The flat steel production in the first quarter was 1.22 million tonnes. This translates to a growth of 48% when seen in comparison with the 0.824 million tonnes produced in the same period last year. Even pellet production grew by 58% to 2.02 million tonnes, as against 1.28 million tonnes in the same quarter last year.

By the end of FY 2016-17, Essar Steel India expects to record a marked increase in its capacity utilisation, and produce 80% of its rated capacity.

De-commoditising steel
Essar Steel‘s efforts to de-commoditise its steel production and focus on developing value-added grades are bearing fruit. The Company focusses on producing steel that is tailored to customer requirements. This ensures that there is low finished goods inventory, thus saving on working capital.  In the last one year, Essar Steel has developed 17 new grades, which have given it a first-mover advantage in many industrial segments. In the quarter ended 30 June 2016, it developed three new grades—one each in the Automobiles, Yellow Goods and Defence segments.  The new grades enable Essar Steel customers to substitute imported products with indigenous Made in India steel, and make substantial savings. The adoption of multi-modal transport to move its products has helped the company achieve better price realisation and improved logistics.

Commenting on the performance, Mr Dilip Oommen, MD & CEO, said, “Over the last few months, we have taken several steps to strengthen our operations. We have also been able to maintain higher operating margins. In addition, the markets have been stable and customer response has been encouraging. This gives us the confidence to aim for full production going forward.”
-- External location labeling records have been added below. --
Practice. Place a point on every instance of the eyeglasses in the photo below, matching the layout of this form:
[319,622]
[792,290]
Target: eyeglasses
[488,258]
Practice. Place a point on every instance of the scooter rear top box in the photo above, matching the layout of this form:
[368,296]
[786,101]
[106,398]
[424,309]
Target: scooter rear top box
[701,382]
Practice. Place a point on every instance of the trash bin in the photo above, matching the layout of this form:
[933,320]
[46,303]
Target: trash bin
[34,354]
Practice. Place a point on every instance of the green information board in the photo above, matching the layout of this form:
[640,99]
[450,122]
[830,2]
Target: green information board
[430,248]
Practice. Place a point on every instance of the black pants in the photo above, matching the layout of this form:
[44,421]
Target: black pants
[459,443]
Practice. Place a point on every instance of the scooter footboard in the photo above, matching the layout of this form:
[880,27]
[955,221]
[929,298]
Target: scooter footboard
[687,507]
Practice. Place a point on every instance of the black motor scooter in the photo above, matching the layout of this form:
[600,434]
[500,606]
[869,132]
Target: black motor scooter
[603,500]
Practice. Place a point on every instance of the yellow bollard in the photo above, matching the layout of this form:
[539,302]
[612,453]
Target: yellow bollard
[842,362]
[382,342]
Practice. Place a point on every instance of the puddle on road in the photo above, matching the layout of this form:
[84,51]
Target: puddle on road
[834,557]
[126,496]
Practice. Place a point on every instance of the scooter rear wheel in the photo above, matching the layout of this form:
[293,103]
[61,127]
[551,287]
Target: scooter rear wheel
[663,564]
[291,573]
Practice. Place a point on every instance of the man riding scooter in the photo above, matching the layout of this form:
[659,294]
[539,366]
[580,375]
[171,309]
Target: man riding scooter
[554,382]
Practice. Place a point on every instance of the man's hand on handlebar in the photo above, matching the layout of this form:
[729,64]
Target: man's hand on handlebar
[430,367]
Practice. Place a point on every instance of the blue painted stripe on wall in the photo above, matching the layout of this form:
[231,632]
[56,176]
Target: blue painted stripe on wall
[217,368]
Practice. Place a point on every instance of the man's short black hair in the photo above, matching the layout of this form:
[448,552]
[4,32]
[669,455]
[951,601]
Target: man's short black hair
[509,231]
Downstream units performing well
Essar Steel’s downstream facility in Pune clocked its highest ever quarterly production. The PPGI production of 78,000 tonnes in the first quarter of the fiscal is higher by 55% than the production recorded in the same period last year. The facility is currently operating at 100% capacity utilisation. Similarly in Hazira, the downstream facilities are running all-out.

Essar Hypermart has recorded a 40% growth in sales volume. The SBU sold 2.89 lakh tonnes of finished steel products, as against 2.07 lakh tonnes in the same period last year. The Hypermart expects to earn US $1 billion in revenues by the end of the current fiscal, and contribute close to 30% of Essar Steel India’s consolidated sales. Essar Hypermart’s fabrication division and eHypermart, the company’s online B2B marketplace, are two SBUs that are also expected to contribute significantly to overall sales.
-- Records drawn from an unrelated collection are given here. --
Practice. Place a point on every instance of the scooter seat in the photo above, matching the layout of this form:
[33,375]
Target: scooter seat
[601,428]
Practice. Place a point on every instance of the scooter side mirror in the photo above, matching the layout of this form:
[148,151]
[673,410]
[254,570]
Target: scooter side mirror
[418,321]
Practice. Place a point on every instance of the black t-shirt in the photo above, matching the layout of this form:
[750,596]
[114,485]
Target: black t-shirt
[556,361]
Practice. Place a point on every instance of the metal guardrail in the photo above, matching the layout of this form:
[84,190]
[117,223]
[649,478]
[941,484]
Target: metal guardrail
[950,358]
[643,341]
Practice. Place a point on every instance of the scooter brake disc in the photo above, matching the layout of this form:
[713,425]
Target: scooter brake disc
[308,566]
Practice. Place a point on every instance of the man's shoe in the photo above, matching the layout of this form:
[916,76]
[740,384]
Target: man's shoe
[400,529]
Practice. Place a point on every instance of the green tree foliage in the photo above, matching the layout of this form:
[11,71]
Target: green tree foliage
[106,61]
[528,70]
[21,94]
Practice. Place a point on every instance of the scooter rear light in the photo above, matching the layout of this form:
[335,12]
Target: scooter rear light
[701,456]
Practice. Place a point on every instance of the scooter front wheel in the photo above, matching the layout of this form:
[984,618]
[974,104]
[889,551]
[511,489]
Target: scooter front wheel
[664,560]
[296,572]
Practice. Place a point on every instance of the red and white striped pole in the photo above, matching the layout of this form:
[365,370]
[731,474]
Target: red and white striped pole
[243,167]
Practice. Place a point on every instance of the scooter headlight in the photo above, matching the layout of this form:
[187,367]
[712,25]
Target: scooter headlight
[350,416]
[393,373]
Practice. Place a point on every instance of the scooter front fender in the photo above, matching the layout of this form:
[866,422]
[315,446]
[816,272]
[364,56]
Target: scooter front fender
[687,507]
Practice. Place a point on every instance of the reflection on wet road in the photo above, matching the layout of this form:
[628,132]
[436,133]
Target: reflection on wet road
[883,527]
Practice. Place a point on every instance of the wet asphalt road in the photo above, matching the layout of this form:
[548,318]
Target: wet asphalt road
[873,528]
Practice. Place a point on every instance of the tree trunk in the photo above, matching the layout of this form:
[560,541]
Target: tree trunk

Reduction in input costs and raw material security
With the natural gas price plummeting to US $6/mmbtu (from a high of US $20/mmbtu), Essar Steel has been able to contain cost, improve margins and ramp up production. The company is looking at restarting all its gas-based DRI units in the current fiscal.
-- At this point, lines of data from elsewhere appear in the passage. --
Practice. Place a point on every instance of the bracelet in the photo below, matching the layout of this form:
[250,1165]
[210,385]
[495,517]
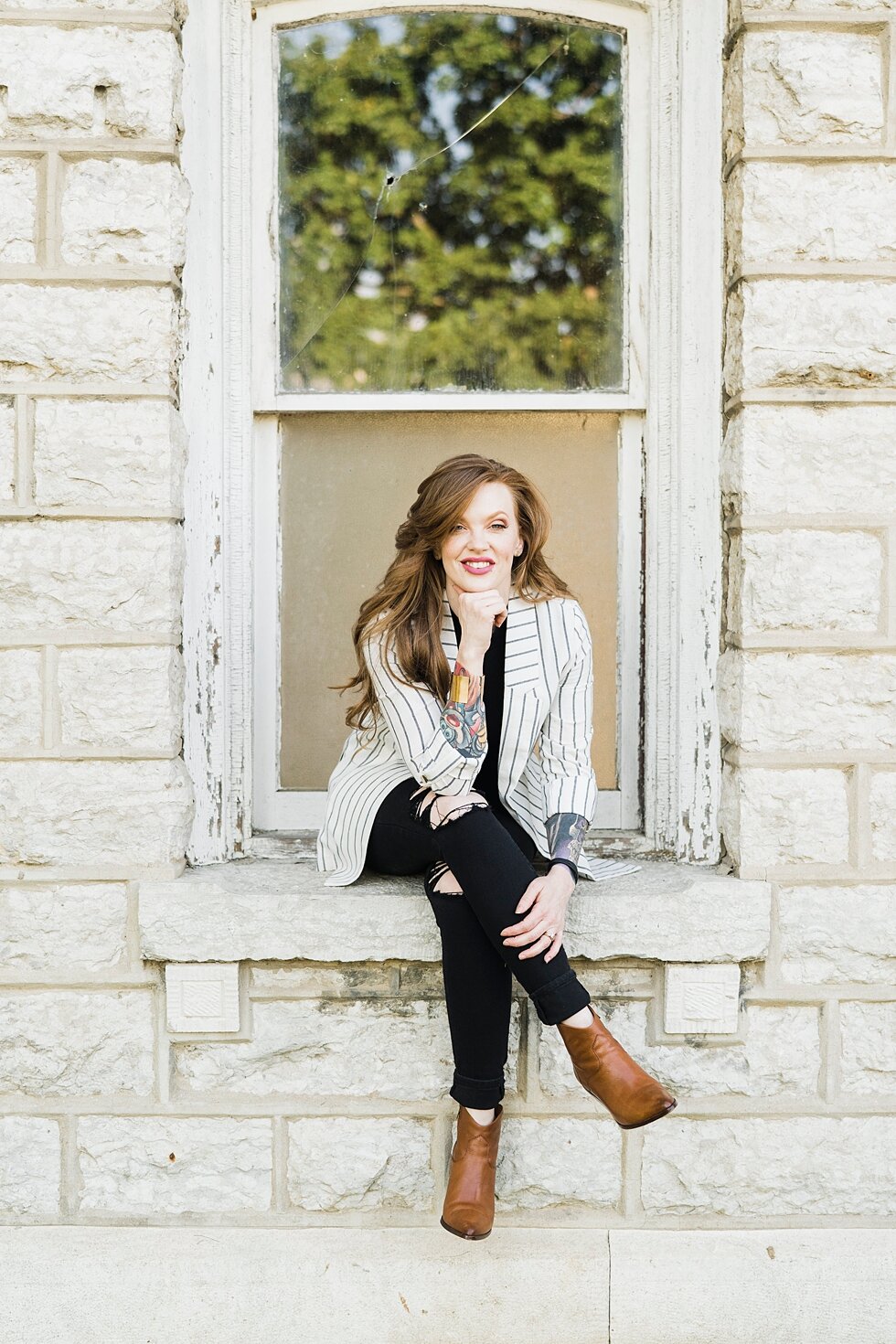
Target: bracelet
[567,863]
[460,691]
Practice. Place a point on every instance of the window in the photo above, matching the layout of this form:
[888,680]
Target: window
[452,271]
[324,371]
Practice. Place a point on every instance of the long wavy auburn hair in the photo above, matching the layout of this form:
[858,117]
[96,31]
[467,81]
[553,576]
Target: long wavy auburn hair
[406,606]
Increased preparedness in managing its input costs has been driving Essar Steel’s operational and financial performance. The Company recently won an iron ore mine in Odisha through the auction route. With an estimated reserve of 99 million tonnes, the mine will meet 50% of the annual iron ore requirement of the company’s Paradip pellet facility.

Both the pellet plants at Paradip and Vizag are now operational and ensure consistent supply of pellets to the Essar Steel plant in Hazira.  

Projects completed at competitive cost
Essar Steel has completed all its upstream and downstream projects at a competitive cost to achieve 10 million tonne of integrated capacity. All its units, including many of the gas-based DRI modules, are now operational. The utilisation of captive gas from the Corex unit and the blast furnace is further aiding operational efficiencies.